私はまたそれと毛色が違う。彼、彼女たちとはひとまわり経験してます。
自分のあの、見えない天井を抱えて、意見を聞いてもらえず無視され続けた10余年、あれはなんかの役に立つのだろうか?
オンライン会議の席上で、若い男の子が社長から質問されてスラスラと返事をする様子を見ながらぼんやり思いました。
小さな会社では簡単に社長と話すことができます。
そして、自分が行動したことの結果がどのように反映されるかよくも悪くもダイレクトに感じることができる。
聞こえが良いようですが、悪いことに関しても目の前ですぐ感じて、責任を負わなくてはならないのです。
大きな大きな会社の補助部品のような立場になって、倉庫の中から現場を覗き見るような立場と、安全性の高い客船ではなく、自らボートに乗り込みそれを操縦するのとどちらがいいのか。
これは一概に言えないと思う。
ただ、長い辛い透明人間の時代があったからこそ、ただ、会議に参加できただけでありがたいなと思うことができるのです。意見を言う機会を与えられることの喜びと、自分の考えに沿って行動していいと許される喜び、これはきっと、辛い時代が長かった私だからこそのものだと思う。
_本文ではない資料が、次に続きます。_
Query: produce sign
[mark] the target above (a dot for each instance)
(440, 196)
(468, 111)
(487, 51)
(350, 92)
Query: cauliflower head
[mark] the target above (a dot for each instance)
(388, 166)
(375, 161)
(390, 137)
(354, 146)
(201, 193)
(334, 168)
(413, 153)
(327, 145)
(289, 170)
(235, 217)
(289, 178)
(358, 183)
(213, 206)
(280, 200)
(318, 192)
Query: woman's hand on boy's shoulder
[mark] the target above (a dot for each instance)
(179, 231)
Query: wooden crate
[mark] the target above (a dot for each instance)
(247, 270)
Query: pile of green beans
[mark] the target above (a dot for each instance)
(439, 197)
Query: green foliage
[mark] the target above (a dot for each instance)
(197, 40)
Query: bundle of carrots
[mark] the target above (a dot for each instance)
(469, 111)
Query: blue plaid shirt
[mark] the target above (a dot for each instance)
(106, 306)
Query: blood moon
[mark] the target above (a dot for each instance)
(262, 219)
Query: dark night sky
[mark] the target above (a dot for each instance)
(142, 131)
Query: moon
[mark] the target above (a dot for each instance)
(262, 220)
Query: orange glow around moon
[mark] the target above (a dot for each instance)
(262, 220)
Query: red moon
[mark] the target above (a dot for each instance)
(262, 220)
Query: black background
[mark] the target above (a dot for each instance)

ひとまわり若い子達とはまた違う働き方をしようと、この日誓いました。
死に向かってヒタヒタと近寄り続けている。私にはもう彼らほどの時間はない。
無駄に生きたと思ったこの10余年をしかし、無駄にしてしまってはいけないのです。
人と比べる必要はない。人にできて、自分もできることを探したり、そこに焦ってついていこうと行動を起こしたり、そんな必要はないのです。仕事はチームです。隣の人ができることは隣の人にやって貰えばいい。大事なのは、自分にできて人にできないことを探し続けることなのだと思う。
透明人間だった10余年も無駄にしてはいけない。
その分、自分の人生は短くなってしまいましたから。
落ち込んでいる時間は、無駄な時間です。
もう、1秒も落ち込んではいられない。
とはいえ、やはり人間ですから、これからもため息をつく日はあるとは思うのですが。